Elle pense aussi que des efforts supplémentaires doivent être mis sur la prévention au niveau des écoles pour apprendre aux jeunes l’importance des relations familiales saines, de l’égalité entre les genres, et les informer sur les types de violence dans les fréquentations amicales et amoureuses pour qu’ils soient plus alertes. «On doit leur apprendre à ne plus tolérer ces comportements là parce qu’on sait que les jeunes ont tendance à tolérer les comportements violents de leurs amis.»
Au niveau des hôpitaux, Mme Gauthier croit qu’il faudrait qu’il y ait plus de suivis et d’interventions ou au moins, de questionnements. «On sait que les femmes qui subissent un féminicide ont souvent par le passé été une ou plusieurs fois à l’hôpital parce qu’elles ont subi des violences physiques. Beaucoup trop passent entre les mailles du système, donc il faudrait que les employés du système de santé soient plus alertes à ce niveau pour vraiment pouvoir intervenir et donner de l’aide aux femmes victimes de violence.»
Toutes ces idées ajoutées les unes aux autres pourraient aider à prévenir les féminicides.

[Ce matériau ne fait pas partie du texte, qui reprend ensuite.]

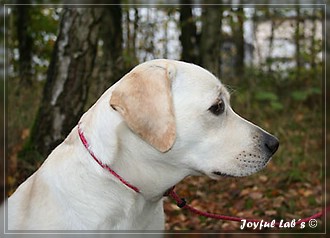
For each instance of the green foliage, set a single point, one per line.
(271, 98)
(303, 94)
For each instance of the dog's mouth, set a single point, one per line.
(221, 174)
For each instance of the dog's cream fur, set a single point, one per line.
(154, 128)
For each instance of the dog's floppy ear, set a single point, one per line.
(143, 98)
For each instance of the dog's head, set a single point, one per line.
(183, 111)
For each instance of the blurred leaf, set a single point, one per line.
(266, 96)
(299, 95)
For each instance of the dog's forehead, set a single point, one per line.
(199, 81)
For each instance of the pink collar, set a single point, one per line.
(105, 166)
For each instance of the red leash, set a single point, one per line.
(105, 166)
(180, 201)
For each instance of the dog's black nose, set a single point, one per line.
(271, 143)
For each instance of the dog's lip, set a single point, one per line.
(218, 173)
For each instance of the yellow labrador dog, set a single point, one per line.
(163, 121)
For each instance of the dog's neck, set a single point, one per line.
(124, 152)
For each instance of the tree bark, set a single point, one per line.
(68, 75)
(188, 35)
(297, 43)
(112, 65)
(211, 39)
(25, 43)
(239, 39)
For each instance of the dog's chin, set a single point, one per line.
(218, 175)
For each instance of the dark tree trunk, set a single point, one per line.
(211, 39)
(112, 35)
(66, 88)
(188, 35)
(297, 42)
(239, 38)
(25, 43)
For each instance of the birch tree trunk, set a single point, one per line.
(188, 35)
(25, 42)
(67, 84)
(211, 39)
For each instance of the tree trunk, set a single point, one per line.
(25, 43)
(239, 40)
(68, 75)
(188, 35)
(297, 43)
(112, 58)
(211, 39)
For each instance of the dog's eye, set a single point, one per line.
(217, 108)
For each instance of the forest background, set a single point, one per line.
(60, 59)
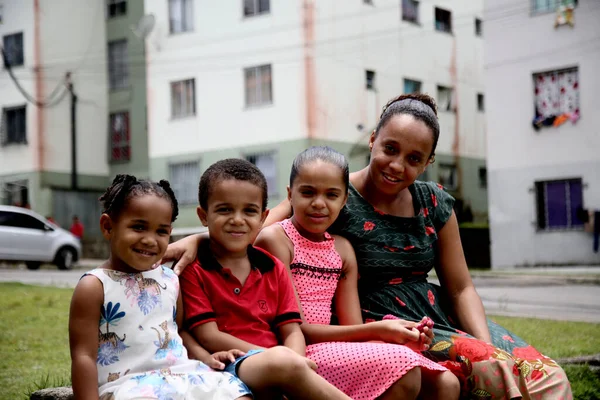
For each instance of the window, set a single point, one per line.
(447, 176)
(120, 145)
(556, 93)
(265, 161)
(256, 7)
(478, 27)
(181, 16)
(410, 11)
(412, 86)
(118, 68)
(116, 8)
(184, 178)
(13, 127)
(13, 49)
(16, 193)
(370, 80)
(258, 85)
(557, 203)
(445, 98)
(443, 20)
(483, 177)
(183, 98)
(480, 102)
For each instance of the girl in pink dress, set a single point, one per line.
(365, 361)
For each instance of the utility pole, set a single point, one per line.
(74, 185)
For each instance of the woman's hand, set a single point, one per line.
(219, 359)
(183, 252)
(416, 335)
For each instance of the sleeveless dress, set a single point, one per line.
(140, 353)
(394, 256)
(362, 370)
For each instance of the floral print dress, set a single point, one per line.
(140, 353)
(394, 256)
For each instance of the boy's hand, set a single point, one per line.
(220, 359)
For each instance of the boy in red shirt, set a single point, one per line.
(237, 296)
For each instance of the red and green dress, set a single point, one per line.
(394, 256)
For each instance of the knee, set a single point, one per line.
(285, 363)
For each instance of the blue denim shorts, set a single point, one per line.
(233, 367)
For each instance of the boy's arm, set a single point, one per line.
(84, 316)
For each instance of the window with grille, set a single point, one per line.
(181, 16)
(13, 49)
(445, 98)
(370, 80)
(443, 20)
(116, 8)
(557, 203)
(258, 85)
(120, 145)
(267, 164)
(256, 7)
(447, 176)
(410, 11)
(412, 86)
(184, 178)
(183, 98)
(556, 92)
(478, 27)
(118, 64)
(13, 127)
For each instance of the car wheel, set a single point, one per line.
(33, 265)
(65, 259)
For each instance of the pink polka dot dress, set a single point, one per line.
(362, 370)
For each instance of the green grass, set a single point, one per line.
(35, 347)
(33, 338)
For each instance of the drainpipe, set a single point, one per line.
(39, 85)
(309, 66)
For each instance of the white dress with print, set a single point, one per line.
(140, 353)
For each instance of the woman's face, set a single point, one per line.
(399, 153)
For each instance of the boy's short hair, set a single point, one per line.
(231, 168)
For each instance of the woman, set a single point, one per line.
(400, 229)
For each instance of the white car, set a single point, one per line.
(27, 236)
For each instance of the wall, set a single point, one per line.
(518, 156)
(133, 98)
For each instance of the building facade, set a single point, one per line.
(265, 79)
(543, 140)
(46, 62)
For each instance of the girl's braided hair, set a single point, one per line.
(125, 187)
(421, 106)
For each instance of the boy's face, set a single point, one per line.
(234, 214)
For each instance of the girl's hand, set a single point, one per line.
(219, 359)
(183, 252)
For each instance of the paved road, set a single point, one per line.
(538, 297)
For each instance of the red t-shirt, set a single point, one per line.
(251, 312)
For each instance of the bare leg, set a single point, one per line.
(407, 387)
(439, 385)
(282, 370)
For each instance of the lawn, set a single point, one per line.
(35, 347)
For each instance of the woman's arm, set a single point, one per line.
(183, 251)
(456, 281)
(84, 315)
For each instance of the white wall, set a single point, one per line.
(222, 44)
(354, 37)
(18, 17)
(516, 47)
(78, 46)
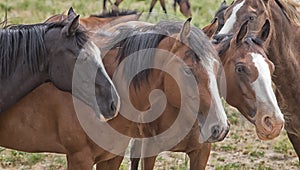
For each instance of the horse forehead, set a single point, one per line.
(232, 18)
(261, 65)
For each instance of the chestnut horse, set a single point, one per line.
(283, 50)
(33, 54)
(141, 102)
(55, 115)
(243, 58)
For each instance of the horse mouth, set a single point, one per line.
(269, 135)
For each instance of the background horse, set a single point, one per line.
(283, 50)
(184, 6)
(29, 57)
(243, 58)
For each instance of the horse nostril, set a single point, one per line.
(113, 106)
(216, 130)
(268, 122)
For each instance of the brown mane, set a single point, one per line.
(292, 9)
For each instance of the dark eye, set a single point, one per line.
(240, 69)
(251, 18)
(188, 70)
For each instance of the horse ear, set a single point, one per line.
(185, 31)
(242, 33)
(71, 14)
(223, 4)
(71, 27)
(265, 31)
(210, 29)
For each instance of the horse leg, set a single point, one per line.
(104, 6)
(199, 157)
(295, 140)
(174, 5)
(135, 154)
(153, 2)
(111, 164)
(163, 5)
(80, 160)
(148, 163)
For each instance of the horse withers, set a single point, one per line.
(33, 54)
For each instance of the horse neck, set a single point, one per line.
(284, 52)
(17, 86)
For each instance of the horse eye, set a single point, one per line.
(251, 18)
(240, 69)
(188, 71)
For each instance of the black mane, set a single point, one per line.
(113, 13)
(141, 44)
(24, 44)
(224, 41)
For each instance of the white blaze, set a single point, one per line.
(263, 85)
(219, 114)
(98, 60)
(232, 19)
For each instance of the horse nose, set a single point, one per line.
(215, 131)
(113, 107)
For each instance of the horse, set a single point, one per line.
(282, 47)
(184, 6)
(140, 91)
(50, 122)
(45, 120)
(79, 146)
(95, 22)
(243, 58)
(33, 54)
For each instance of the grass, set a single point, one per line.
(33, 11)
(238, 140)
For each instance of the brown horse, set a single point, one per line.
(45, 121)
(29, 57)
(283, 50)
(77, 145)
(243, 59)
(190, 144)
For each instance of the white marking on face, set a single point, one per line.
(98, 60)
(213, 88)
(263, 85)
(232, 19)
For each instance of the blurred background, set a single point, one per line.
(240, 150)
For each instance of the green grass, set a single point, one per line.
(33, 11)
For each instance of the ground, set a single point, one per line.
(240, 150)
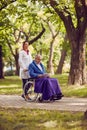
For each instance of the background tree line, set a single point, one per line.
(53, 27)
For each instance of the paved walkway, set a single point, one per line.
(65, 104)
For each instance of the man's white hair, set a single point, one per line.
(38, 56)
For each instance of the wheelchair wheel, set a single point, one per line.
(29, 89)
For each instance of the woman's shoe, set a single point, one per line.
(27, 98)
(40, 99)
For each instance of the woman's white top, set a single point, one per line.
(24, 61)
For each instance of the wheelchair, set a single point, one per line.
(29, 89)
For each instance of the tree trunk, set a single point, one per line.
(61, 62)
(77, 73)
(50, 64)
(1, 64)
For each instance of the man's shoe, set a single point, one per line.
(27, 98)
(40, 99)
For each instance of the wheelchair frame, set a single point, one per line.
(29, 87)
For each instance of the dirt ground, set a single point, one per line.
(65, 104)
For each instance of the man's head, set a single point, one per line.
(38, 58)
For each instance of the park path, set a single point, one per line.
(65, 104)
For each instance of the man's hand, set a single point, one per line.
(25, 70)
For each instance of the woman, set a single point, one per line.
(49, 87)
(25, 59)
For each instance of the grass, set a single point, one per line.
(27, 119)
(13, 85)
(33, 119)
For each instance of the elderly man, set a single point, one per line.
(49, 87)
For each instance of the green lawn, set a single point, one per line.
(28, 119)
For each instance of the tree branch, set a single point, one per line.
(5, 4)
(38, 36)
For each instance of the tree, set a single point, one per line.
(70, 11)
(3, 5)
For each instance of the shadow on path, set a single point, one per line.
(65, 104)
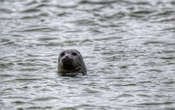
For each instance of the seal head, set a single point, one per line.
(70, 63)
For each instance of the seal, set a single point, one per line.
(70, 63)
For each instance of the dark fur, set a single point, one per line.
(70, 63)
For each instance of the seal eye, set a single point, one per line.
(74, 54)
(62, 54)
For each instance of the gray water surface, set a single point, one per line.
(128, 47)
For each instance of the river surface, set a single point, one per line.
(128, 47)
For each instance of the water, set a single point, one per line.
(128, 47)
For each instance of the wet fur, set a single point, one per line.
(78, 65)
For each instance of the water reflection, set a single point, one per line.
(128, 46)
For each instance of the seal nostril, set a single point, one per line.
(62, 54)
(74, 54)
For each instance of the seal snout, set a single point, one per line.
(70, 63)
(67, 60)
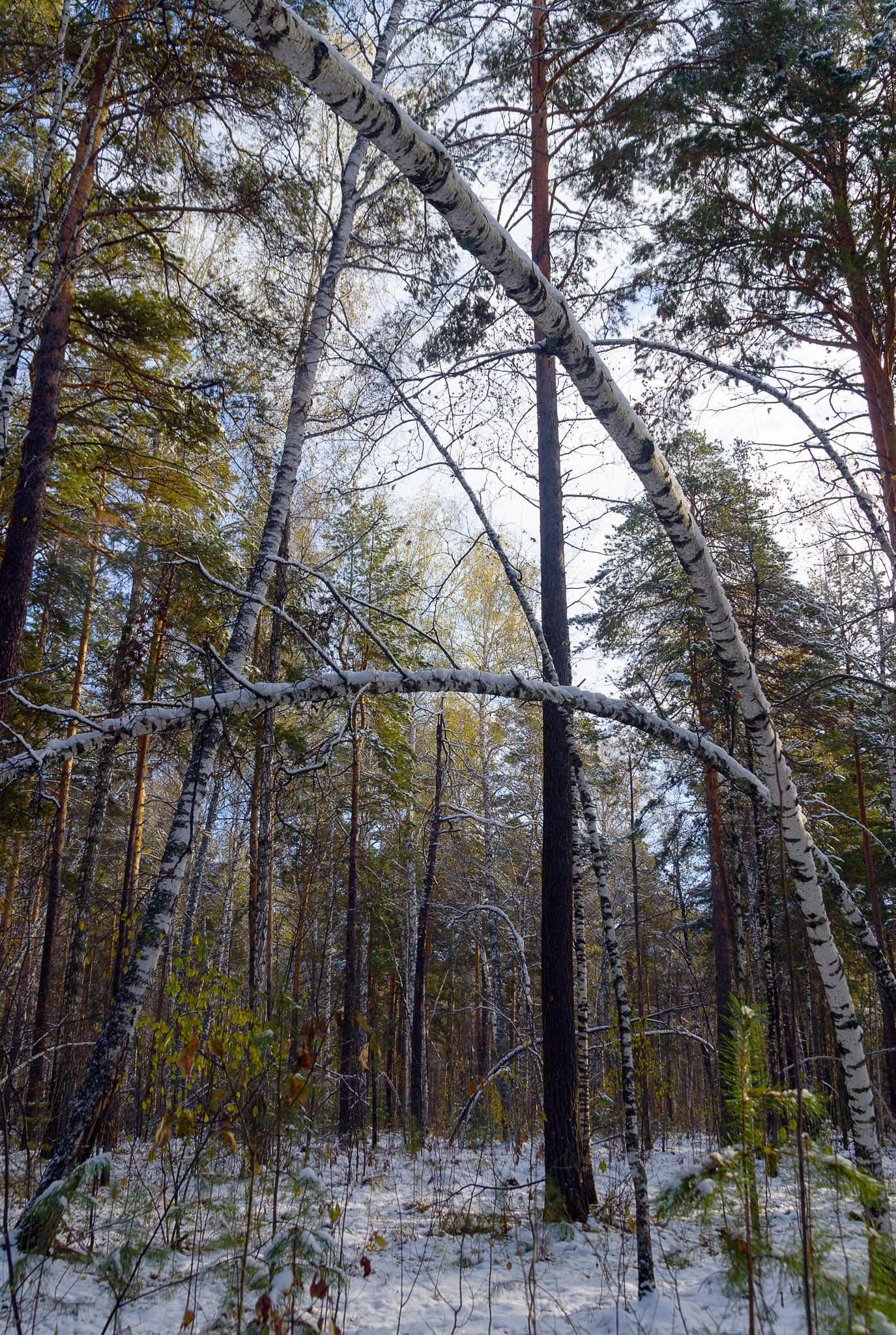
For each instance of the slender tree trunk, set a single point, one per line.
(253, 868)
(38, 1223)
(300, 947)
(723, 951)
(350, 1102)
(48, 950)
(390, 1048)
(265, 908)
(197, 880)
(888, 1021)
(495, 939)
(418, 1039)
(564, 1155)
(126, 658)
(646, 1137)
(581, 1005)
(131, 876)
(38, 448)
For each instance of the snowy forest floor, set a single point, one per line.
(448, 1239)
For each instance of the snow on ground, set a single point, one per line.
(449, 1239)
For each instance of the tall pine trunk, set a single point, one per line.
(418, 1018)
(48, 950)
(39, 445)
(564, 1155)
(350, 1102)
(39, 1220)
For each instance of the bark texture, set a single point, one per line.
(40, 1218)
(425, 162)
(39, 445)
(418, 1020)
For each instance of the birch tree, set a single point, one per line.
(106, 1064)
(430, 170)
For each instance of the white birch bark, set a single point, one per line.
(427, 166)
(763, 386)
(103, 1071)
(42, 179)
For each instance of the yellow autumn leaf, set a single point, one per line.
(187, 1055)
(164, 1132)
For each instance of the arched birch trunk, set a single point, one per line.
(40, 1218)
(425, 162)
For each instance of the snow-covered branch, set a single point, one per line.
(427, 166)
(332, 685)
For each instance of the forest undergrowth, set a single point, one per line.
(194, 1234)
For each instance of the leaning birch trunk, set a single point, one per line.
(426, 163)
(48, 950)
(40, 1218)
(495, 940)
(127, 653)
(581, 1002)
(197, 880)
(418, 1107)
(265, 853)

Quels sont les services offerts
Divers services sont offerts au Québec pour venir en aide aux femmes victimes de violence avant qu’elle ne deviennent des victimes de féminicide, mais ceux-ci sont souvent débordés ou pleins et majoritairement sous-financés. Le sous-financement gouvernemental pourrait-il expliquer en partie l’augmentation des féminicides? «Au niveau des services on a des maisons d’hébergement, des organisations féministes et des organisations communautaires de femmes qui peuvent soutenir et aider la femme à trouver des solutions. Mais comme la demande a augmenté dans les dernières années, ces ressources sont souvent difficiles d’accès et ont des listes d’attente. Les subventions ne suivent pas la demande, donc les centre d’hébergement n’ont pas les ressources financières pour augmenter leur offre de services. On est dans une impasse qui pénalise les femmes», explique Mme Gauthier.
Est-ce-que l’un explique l’autre, c’est à dire est-ce que le manque de financement crée un manque de services, ce qui finit par faire en sorte que des femmes qui en auraient besoin se retrouvent prises et obligées à rester dans leur milieu violent? «C’est sûr que c’est une suite logique. S’il y avait plus de ressources d’hébergement, il y aurait moins de féminicides», croit fermement Catherine Gauthier.
Voici quelques ressources auxquelles il est possible de faire un don afin d’aider à protéger les femmes victimes de violence:
Maison des femmes de Québec : https://maisondesfemmesdequebec.com/
Maison Hélène-Lacroix : https://maisonhelenelacroix.com/
Maison Marie-Rollet : https://www.maisonmr.com/
Maison pour femmes immigrantes : https://www.maisonpourfemmesimmigrantes.com/
YWCA : https://ywcaquebec.qc.ca/
Selon le rapport #CallItFeminicide de l’Observatoire canadien du féminicide pour la justice et la responsabilisation (OCFJR), 173 femmes et filles ont été tuées au Canada en 2021.